Agnieszka SosnowskaLansendi, Iceland (2012)

I first encountered Sosnowska’s work through Lensculture’s underwhelming showcase of her work.

Several months later, I caught a broader cross section of her work as part of the Traces of Life exhibition at the Reykjavik Museum of Photography.

What struck me immediately was how good her printmaking chops were and how her digital presence seemed almost completely devoid of life by comparison.

Yet what strikes me looking at this photo which–excepting the stunningly luminous range in skin-tone and subtle gradations in the sky, which my guess would be were burnt in–limits everything in the frame to three zones: the textured black sand (Zone II), the dark grey rocks (Zone IV) and the sky (Zone IX).

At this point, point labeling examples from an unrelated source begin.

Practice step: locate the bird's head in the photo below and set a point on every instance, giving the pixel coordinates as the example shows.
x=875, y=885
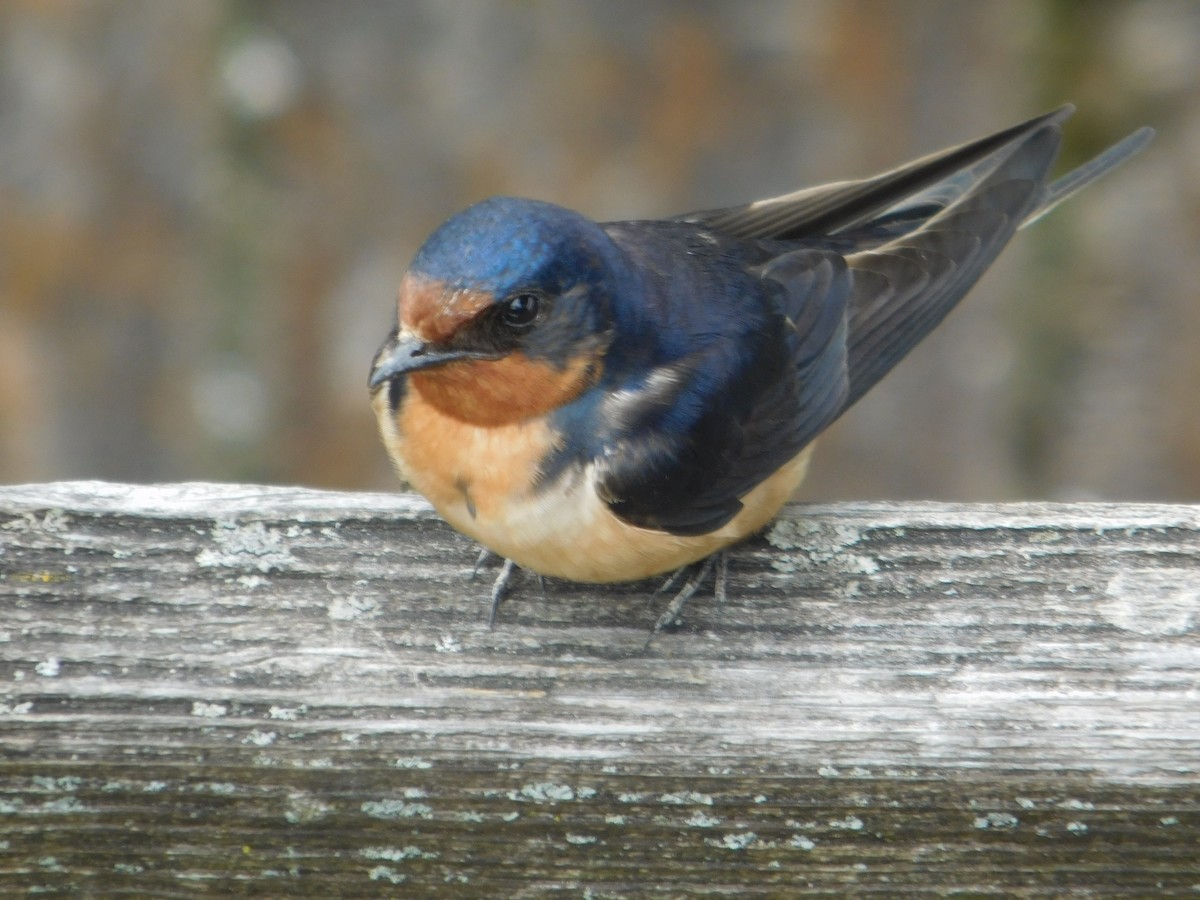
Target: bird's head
x=504, y=313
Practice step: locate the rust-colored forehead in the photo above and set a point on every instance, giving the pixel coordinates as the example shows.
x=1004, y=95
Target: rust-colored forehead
x=435, y=311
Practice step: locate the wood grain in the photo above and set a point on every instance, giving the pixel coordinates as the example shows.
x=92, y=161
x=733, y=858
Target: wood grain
x=214, y=689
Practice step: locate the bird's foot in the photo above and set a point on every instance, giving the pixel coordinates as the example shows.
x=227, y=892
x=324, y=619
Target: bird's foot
x=501, y=589
x=718, y=563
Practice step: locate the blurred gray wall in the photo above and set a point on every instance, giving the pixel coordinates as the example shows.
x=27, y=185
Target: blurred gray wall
x=205, y=208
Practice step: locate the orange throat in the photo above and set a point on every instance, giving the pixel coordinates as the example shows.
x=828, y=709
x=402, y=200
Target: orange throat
x=504, y=391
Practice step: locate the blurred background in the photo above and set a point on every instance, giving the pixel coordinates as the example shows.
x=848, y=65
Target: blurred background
x=205, y=208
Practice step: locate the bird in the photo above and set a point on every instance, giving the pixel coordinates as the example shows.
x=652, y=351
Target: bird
x=612, y=401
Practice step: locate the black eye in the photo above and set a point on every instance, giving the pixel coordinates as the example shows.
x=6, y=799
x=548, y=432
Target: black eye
x=520, y=311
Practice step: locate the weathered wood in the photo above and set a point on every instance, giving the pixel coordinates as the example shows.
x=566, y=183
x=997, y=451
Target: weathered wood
x=211, y=689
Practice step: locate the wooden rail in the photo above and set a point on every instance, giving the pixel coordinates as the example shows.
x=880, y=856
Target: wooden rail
x=214, y=689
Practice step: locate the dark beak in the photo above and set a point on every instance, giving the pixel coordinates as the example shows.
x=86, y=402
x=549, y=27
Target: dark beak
x=409, y=354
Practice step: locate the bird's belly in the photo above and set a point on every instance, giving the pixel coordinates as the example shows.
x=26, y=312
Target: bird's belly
x=481, y=480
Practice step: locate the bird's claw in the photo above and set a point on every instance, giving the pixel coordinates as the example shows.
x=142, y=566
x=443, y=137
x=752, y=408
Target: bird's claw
x=718, y=563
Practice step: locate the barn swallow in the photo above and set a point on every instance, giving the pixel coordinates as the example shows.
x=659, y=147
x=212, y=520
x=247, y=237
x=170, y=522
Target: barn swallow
x=613, y=401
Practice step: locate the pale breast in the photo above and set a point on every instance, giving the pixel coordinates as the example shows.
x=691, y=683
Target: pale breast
x=481, y=481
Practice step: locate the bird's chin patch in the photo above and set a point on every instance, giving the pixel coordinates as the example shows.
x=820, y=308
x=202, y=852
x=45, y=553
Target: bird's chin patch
x=503, y=391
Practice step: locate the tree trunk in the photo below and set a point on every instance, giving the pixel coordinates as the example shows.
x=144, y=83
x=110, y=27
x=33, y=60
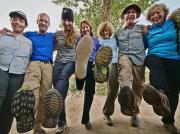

It’s also interesting to note how Sosnowska has been working with variations on the idea of the image for more than a decade. For homework: compare and contrast the above with this photo from 2007.

Agnieszka Sosnowska – Nowell, Massachusetts (1991)

If you follow this blog for the artier stuff, then you are probably already familiar with Lens Culture.

They do some rad stuff: serving as the impetus for posts featuring the work of Anna Grzelewska and Kumi Oguro.

Honestly, I was thoroughly underwhelmed by their presentation of Sosnowska. By focusing solely on her work’s ‘coming to terms’ with her families immigration to Iceland, there’s this sort of O Pioneers! vibe to it that registers as coy, sentimental and over-precious.

While I was in Iceland, the boastfully named Ljósmyndasafn Reykjavíkur, or Reykjavík Museum of Photography, had a show up called Traces of Life featuring a smattering of Sosnowska’s work.

I can’t speak to the quality of curation of the show–it seemed to lack an overarching cohesion and although explicitly preoccupied with self-portraiture, a great deal of the work was abstract in a way that beggars the question: how is this self-portraiture? (Not that most of the work on display offered much guidance on how to address such questions.)

Still, I have to qualify it as a success because I walked away with a respect for Sosnowska, I would have otherwise missed. Part of it was realizing that her work is fundamentally rooted in self-portraiture. Second, nothing available online does her images justice. She makes rich, contrasty, 3D baryta prints that are small, make stubborn demands for intimate observation and seethe with the ambiguous intention of a stumbled upon coiled serpent.